Revisi atas Undang-Undang Nomor 34 Tahun 2004 tentang TNI saat ini sedang dibahas oleh DPR RI dan pemerintah. RUU ini bertujuan untuk memperkuat pertahanan negara serta meningkatkan profesionalisme dan kesejahteraan prajurit TNI. Namun, sejumlah poin dalam draf revisi memicu kontroversi publik, khususnya terkait kemungkinan kembalinya peran ganda militer dalam urusan sipil.
Tiga Klaster Utama Pembahasan RUU
Ketua Panja RUU TNI, Utut Adianto, menyebutkan tiga klaster utama dalam revisi ini:
- Kedudukan Kementerian Pertahanan dan TNI
- Penempatan prajurit aktif di lembaga sipil
- Penyesuaian usia pensiun prajurit
Meski Menhan berharap RUU ini segera disahkan, Utut menyatakan proses pengesahan masih menunggu kesiapan pemerintah.

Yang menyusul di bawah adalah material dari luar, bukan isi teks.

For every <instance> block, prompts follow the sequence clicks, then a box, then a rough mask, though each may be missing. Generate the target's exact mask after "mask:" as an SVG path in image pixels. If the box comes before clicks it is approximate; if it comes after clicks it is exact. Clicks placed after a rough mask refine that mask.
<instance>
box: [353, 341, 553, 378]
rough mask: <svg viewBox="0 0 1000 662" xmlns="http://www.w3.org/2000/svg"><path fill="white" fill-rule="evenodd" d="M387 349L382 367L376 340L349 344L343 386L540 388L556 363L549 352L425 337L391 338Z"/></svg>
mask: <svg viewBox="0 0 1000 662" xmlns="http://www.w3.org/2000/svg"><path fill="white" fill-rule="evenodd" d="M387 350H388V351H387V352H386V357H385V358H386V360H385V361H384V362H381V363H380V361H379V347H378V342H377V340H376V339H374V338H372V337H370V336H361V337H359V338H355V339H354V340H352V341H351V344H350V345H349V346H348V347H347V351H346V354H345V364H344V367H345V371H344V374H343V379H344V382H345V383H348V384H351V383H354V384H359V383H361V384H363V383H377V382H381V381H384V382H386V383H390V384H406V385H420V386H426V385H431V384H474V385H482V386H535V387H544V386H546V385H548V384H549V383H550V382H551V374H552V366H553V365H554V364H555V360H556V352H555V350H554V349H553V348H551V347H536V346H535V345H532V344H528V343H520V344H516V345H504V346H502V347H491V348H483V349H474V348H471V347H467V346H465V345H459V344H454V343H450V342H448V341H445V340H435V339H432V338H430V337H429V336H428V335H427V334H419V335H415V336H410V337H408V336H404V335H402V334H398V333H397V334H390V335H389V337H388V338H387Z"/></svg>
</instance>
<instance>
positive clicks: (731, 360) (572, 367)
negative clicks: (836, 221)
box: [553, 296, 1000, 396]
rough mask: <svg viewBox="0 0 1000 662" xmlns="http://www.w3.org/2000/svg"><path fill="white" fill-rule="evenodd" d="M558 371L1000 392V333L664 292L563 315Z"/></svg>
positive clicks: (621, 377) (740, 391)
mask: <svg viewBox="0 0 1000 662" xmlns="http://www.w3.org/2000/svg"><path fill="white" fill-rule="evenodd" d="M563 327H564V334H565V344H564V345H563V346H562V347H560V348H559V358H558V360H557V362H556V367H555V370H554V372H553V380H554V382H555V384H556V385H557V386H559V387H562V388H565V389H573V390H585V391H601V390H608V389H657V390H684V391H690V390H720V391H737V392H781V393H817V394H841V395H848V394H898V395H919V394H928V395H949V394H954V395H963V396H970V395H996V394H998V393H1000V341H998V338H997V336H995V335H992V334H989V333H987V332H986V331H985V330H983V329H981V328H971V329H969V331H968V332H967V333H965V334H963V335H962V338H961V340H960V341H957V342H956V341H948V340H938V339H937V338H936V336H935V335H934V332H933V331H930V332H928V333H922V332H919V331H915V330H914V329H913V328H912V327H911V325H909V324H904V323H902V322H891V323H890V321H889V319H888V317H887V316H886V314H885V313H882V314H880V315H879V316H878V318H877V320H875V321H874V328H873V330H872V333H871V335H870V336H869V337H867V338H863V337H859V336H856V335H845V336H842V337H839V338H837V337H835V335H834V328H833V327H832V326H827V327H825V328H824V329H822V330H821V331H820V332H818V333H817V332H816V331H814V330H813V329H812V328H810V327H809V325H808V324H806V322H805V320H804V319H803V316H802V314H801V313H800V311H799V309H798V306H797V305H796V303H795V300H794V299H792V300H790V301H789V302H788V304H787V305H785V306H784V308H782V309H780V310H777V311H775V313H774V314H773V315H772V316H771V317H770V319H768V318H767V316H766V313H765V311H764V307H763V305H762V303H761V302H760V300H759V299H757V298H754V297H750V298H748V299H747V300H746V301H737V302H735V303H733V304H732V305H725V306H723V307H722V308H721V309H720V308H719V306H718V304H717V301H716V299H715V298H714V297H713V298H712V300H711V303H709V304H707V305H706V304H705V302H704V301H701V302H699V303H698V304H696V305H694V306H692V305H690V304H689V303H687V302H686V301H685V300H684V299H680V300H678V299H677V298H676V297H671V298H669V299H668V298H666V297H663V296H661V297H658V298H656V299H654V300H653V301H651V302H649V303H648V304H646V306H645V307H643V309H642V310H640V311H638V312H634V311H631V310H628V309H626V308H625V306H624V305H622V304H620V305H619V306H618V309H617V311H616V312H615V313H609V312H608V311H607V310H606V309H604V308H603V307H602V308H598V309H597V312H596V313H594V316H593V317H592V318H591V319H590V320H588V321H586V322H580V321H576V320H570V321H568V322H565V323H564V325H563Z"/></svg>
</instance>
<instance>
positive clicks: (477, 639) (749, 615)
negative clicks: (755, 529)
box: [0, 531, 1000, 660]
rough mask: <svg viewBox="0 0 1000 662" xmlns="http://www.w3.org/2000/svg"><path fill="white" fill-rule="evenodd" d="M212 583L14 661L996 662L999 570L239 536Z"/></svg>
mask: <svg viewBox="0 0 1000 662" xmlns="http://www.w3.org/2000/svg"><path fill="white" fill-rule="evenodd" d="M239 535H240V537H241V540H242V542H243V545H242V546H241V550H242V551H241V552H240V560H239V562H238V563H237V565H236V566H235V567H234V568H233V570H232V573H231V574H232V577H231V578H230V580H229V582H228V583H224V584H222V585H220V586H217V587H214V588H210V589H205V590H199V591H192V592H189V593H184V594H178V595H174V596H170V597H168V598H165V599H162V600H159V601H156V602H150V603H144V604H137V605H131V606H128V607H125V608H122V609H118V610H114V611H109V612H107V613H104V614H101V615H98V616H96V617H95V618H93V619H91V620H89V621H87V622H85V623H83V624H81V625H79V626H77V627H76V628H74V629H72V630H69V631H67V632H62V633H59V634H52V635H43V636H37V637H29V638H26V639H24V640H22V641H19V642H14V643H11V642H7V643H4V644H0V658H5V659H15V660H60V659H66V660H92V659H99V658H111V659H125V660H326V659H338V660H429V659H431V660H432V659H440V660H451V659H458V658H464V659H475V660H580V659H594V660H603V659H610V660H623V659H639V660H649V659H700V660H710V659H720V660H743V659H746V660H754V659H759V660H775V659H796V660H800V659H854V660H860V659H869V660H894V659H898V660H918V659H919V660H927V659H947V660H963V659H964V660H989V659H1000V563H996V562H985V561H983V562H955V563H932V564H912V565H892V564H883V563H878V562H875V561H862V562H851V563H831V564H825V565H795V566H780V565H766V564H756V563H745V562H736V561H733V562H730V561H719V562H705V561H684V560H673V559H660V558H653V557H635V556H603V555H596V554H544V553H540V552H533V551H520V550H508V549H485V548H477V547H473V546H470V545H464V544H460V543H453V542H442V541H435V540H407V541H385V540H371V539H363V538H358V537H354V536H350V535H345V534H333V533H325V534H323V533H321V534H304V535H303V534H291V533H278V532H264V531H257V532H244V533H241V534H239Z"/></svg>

Fokus Besar pada Kesejahteraan Prajurit
RUU ini juga menyoroti pentingnya peningkatan kesejahteraan 485.000 personel TNI. Lebih banyak pasal dialokasikan untuk mendukung peningkatan taraf hidup prajurit, yang diharapkan mampu mendorong moral dan profesionalisme mereka. Namun, detail pendanaan dan mekanisme pelaksanaannya masih perlu dikaji agar efektif dan transparan.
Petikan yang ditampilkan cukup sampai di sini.